The car was waiting downstairs. Good. Drive of shame. Mike didn't say anything other than Good Morning. I didn't reply. Take me the fuck home so I can sleep. So I can wash Caleb's indelible fingerprints off us and spend a little more time talking about what sort of effects this spectacular new venture is going to have over time.

Goddamned precious time.

In a nutshell (thought it's incredibly complicated and I'm leaving things out) the boys have created an umbrella company that will allow them all to, for sake of argument, freelance at what they do best and they will share equally in revenue while still having independence in the far-flung corners of the different creative elements they represent. I will be looking after the administrative end of this new company and nothing more. So I no longer have to be involved in Caleb's other business entities, though with the connections he has there is no way this can fail.

There's been a lot of restructuring in the past few weeks. Including Ben who came home, had a few drinks and decided he was too old to be on the road anymore. He and Caleb spent a lot of time together because I didn't want Ben here, and they came up with this company, though I imagine Caleb already has the company well underway and has just been waiting to collect my boys to make colored flames in the fires of his hell. Like those little paper packets you can buy at the corner store. I always liked the blue flames best but somehow I associate the blue with Lochlan, if we're assigning colors to them.
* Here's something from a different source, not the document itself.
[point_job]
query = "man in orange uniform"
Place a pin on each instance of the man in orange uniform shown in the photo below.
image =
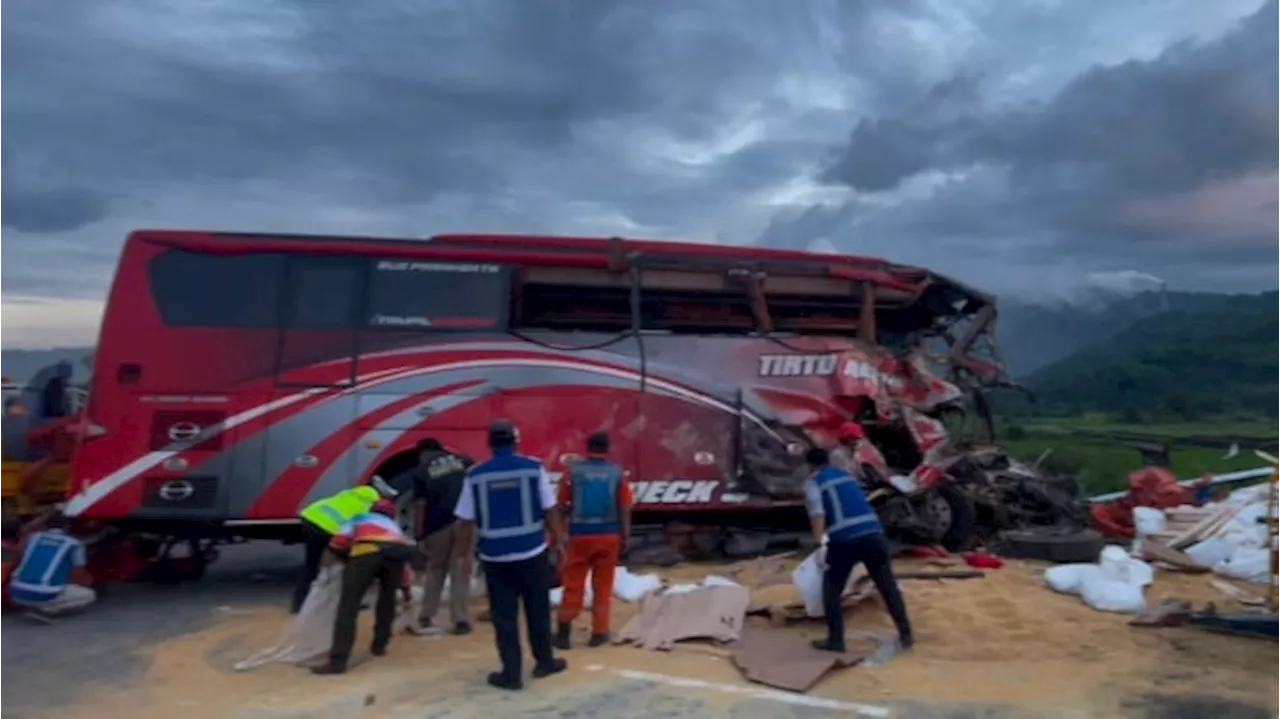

Lochlan is on board easily. He's already been freelancing forever and he can't argue with stability for us/me. PJ is automatically on board for anything and everything if you end a sentence with "and it will be good for Bridget." Daniel and Schuyler are in. Chris, Dalton and Rob are go. August and Joel will be wealthy, wealthy individuals. Duncan, Andrew and Ben will have their creative hands in all kinds of projects. John switches careers entirely. He concerns me the most right now because he could easily wind up on the wicked side of this whole operation and so I will keep an eye on him. Well, they all concern me but dinner and beyond last night cleared up a whole heaping pile of my fears and I'm left wondering why they didn't all get together and do this ten years ago.

Sam has an open invitation he will not accept. His allegiance to Jacob's church and Bridget's ungainly faith is something Caleb's evil can't penetrate and that's fine with me. Sam and Caleb have done nothing but argue over me for days now. Sam is like I was yesterday but I couldn't persuade him to come out with us last night in order to clear the air. I will talk with him today after church.
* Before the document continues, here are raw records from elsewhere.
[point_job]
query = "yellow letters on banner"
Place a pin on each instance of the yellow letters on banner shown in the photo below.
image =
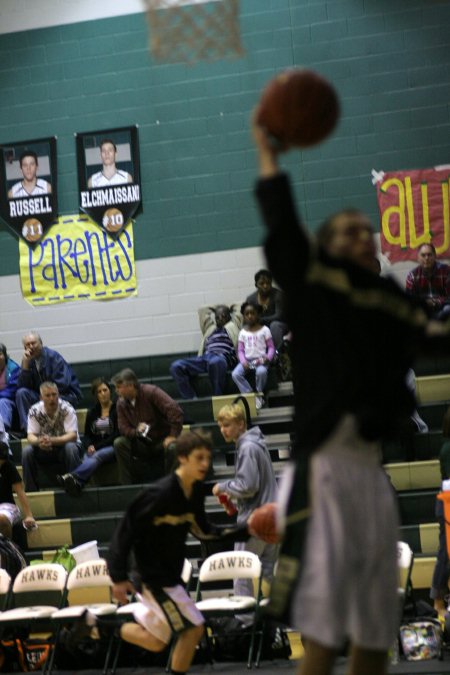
(77, 260)
(404, 209)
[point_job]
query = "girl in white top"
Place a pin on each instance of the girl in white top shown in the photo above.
(255, 351)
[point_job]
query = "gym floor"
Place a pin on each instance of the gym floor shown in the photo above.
(433, 667)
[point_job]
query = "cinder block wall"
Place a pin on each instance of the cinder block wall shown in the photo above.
(197, 240)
This massive undertaking is good for everyone. Not only does it mean that with small exceptions here and there, everyone will be home all the time, but the boys who had to work harder for less will now be standardized so that they will continue to work hard but see a faster return for their efforts, an ability to enjoy the finer things now instead of waiting for later. Honestly, a few of them are already well off and they work for fun. Their needs are few. None of them have designs on expensive lifestyles anyway. This isn't a bid for material wealth. More a bid for security, emotional well-being and actual community within our collective, instead of timeshares. Instead of these horrifically crowded calendar pages in a dayplanner that goes around and around.

Instead of goodbyes.

No. more. goodbyes.

Caleb did this for me. He is the only one who could do something like this for me. Who would refuse guaranteed wealth in exchange for permanence? We're not twenty years old anymore. Life on the run gets hard after a fashion. That's why the boys didn't argue, though I'm not sure they understand fully what happens when they go to sleep at night and I am with the devil.

The catch, I mean.

There is always a catch with Caleb. He didn't get where he is by giving things away for free, as philanthropically-minded as he is publicly. Privately, there is always a price to be paid.

When so summoned, Bridget must wake up in hell. But oddly enough, she must bring Ben with her. That part almost made it okay. We know the rules of that game, we've played before. It gets easier. We're a team. We don't have to say goodbye all the time anymore.

That was worth my soul. That and the $2.99 for a packet of Mystical Fire to bring along.